Danke für die große Unterstützung

Andreas Berger-Winkler, Regionalvorstand der Südbrandenburger Johanniter, hofft auf viele Unterstützer und darauf, dass bis zur Kinderhaus-Eröffnung am 1. Mai 2020 der Traum einer Integrationsschaukel Wirklichkeit wurde. Für die bisherige große Unterstützung aus der Bevölkerung und aus der Wirtschaft für das Kinderhaus-Projekt ist er unendlich dankbar: »Wir sind für jeden bis dato gespendeten Cent dankbar. Wenn man bedenkt, dass wir dieses Projekt ohne staatliche finanzielle Unterstützung umsetzen, ist dies ein großer Erfolg.«

Fokus auf Außenbereich

Wie Andreas Berger-Winkler berichtet, ist der Rohbau für das Kinderhaus »Pusteblume« bereits abgeschlossen und der umfangreiche Innenausbau gestartet. »Im ersten Gebäudeteil sind bereits die Malerarbeiten gestartet. Heizung-Lüftung-Sanitär- sowie die Elektroarbeiten sind bereits fortgeschritten. Im Dezember starteten jetzt die Arbeiten im Außenbereich. Hier sind wir jedoch etwas vom Verlauf der Wintermonate abhängig«, sagt Berger-Winkler.

Die inhaltliche Konzeption sei bereits frühzeitig in Zusammenarbeit Planungsbüro und Johanniter festgelegt worden. »Es soll ein Ort der Erholung, des ›Kraft Schöpfens‹ und des Lebens werden«, fasst Andreas Berger-Winkler zusammen.

Kein typisches Hospiz

Das Kinderhauses »Pusteblume« in Burg sei nicht einfach nur ein Kinderhospiz: »Wir vereinen dieses mit einer Wohngruppe für Kinder, die eine intensivpflegerische Versorgung benötigen. Das bedeutet, wir geben auch den Kindern und Jugendlichen einen Platz, die zwar aufgrund ihrer Krankheit nicht lebensverkürzend erkrankt sind aber dennoch so viel Hilfe benötigen, dass die Eltern die Pflege nicht mehr in ihrer Häuslichkeit bewältigen können.«

Laut Berger-Winkler handelt es sich bei ihrem Kinderhospiz nicht um das typische Hospiz, das man mit dem Wort assoziiert. »Anders als bei Erwachsenen steht den Kindern und Jugendlichen bereits ab dem Zeitpunkt der Diagnosestellung der Anspruch auf 28 Tage Entlastungsaufenthalt zu«, erzählt er.

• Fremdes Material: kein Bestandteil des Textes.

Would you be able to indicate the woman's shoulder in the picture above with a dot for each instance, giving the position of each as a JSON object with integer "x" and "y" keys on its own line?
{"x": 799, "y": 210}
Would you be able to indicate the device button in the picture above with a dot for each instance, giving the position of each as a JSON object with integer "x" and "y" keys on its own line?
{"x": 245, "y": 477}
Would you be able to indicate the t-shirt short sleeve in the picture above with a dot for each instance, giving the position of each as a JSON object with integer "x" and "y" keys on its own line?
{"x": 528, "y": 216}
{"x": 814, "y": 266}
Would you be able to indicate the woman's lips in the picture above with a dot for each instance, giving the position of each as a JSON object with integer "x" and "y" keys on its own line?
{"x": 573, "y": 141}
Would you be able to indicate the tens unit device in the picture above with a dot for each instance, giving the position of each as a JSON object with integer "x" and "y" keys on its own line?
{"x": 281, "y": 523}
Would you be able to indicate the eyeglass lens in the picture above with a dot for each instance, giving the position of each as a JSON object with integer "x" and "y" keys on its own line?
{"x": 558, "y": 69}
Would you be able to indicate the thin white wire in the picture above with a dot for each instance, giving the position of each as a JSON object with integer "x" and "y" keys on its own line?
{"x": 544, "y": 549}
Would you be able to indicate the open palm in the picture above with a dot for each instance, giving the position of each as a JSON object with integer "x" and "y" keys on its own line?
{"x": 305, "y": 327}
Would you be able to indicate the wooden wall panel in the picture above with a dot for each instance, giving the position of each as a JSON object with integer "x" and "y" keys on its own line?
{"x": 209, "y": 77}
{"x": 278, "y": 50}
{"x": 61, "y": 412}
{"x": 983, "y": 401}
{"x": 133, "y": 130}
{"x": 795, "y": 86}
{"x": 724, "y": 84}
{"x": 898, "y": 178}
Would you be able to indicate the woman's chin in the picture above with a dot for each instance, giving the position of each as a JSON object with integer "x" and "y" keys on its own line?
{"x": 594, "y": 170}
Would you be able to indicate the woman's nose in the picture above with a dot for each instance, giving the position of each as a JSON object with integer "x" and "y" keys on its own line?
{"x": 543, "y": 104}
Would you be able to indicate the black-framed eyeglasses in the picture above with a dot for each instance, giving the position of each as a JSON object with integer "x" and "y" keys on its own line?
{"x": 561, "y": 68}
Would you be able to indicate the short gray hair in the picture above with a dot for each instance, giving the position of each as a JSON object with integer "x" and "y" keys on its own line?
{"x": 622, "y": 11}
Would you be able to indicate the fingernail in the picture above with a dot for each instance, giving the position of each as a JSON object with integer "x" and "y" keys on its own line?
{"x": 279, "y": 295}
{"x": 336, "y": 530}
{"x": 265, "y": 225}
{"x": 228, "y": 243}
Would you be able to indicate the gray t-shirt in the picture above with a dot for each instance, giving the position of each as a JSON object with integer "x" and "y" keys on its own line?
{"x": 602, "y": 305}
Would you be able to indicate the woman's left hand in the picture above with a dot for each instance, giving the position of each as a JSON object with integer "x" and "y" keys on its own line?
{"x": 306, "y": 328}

Spendensteine für eine Klinkermauer

Wie Andreas Berger-Winkler berichtet, ist jeder Euro als Unterstützung für das Projekt wichtig. »Diejenigen, die gerne eine etwas höhere Summe dem Projekt beisteuern wünschen, können ihre persönliche Inschrift in einem Klinkenstein verewigen. Wir bieten drei verschiedene Größen des Spendensteins an: für 500 Euro, 1000 Euro und 5000 Euro. Im Eingangsbereich des Kinderhauses wird eine Klinkermauer errichtet, in die die Spendensteine integriert werden.«

Die Aktion der »Spendensteine« werde gut angenommen. »Wir sind sehr zufrieden. Bislang wurden 49 Spendensteine erworben«, sagt Andreas Berger-Winkler.